Azerbaijan’s economy will shrink by 1% this year, according to the latest International Monetary Fund (IMF) forecast, but will return to growth next year with a 2% expansion, the fund said on August 12.

Heavily dependent on oil production, Azerbaijan’s economy has been amongst the hardest hit by the collapse in oil prices at the end of 2014. The government has made a concerted effort to diversify the economy since the country’s boom, but has made little real progress.

In the the middle of the noughties the country delivered an insane 35% annual growth rate after its oil fields were hooked up to the international pipeline export network, but the population is still largely employed by the agriculture sector and remains poor. Progress towards diversification has been slow and piecemeal.
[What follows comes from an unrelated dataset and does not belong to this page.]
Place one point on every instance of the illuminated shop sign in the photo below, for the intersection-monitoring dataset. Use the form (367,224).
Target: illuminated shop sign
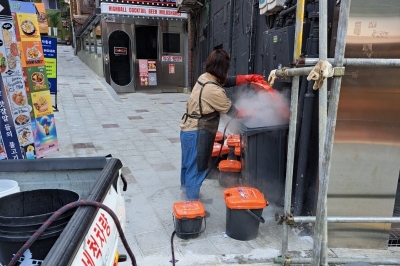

The IMF also forecast that double-digit inflation will continue, reports Reuters, citing the IMF. CPI inflation ticked up slightly in July to 14% y/y.

Jihad Azour, the IMF's director of the Middle East and Central Asia department, was in Baku this week and gave an upbeat press conference with the thin-skinned President of Azerbaijan Ilham Aliyev. “This [economic] forecast is preliminary and may be adjusted by the end of 2017,” Azour said. An IMF mission is scheduled to arrive in Baku in December to undertake a more through assessment.

Azeri GDP shrank 3.8% y/y in 2016 and by another 1.4% over the first six months of this year. Moody’s said in a note in the middle of August that it expects Azerbaijan’s economy to contract for the second year in a row in 2017, Reuters reported.

Azerbaijan has been reluctant to engage with the IMF, although there were talks on an emergency $4bn loan in January 2016, when the country was still reeling from the oil shock, but it never came to anything. Now the economy is stabilising the interest of the government in an IMF program has waned again as it has in other countries in the region, such as Belarus.

“IMF has no plans to resume lending to Azerbaijan in the near future as the Azerbaijani government has not requested this,” Azour said.

That leaves the IMF a limited role where it does little more  than provide advice on economic policy and technical assistance to some state agencies. The World Bank also plays a small role and has offered some limited finance for infrastructure projects but little more.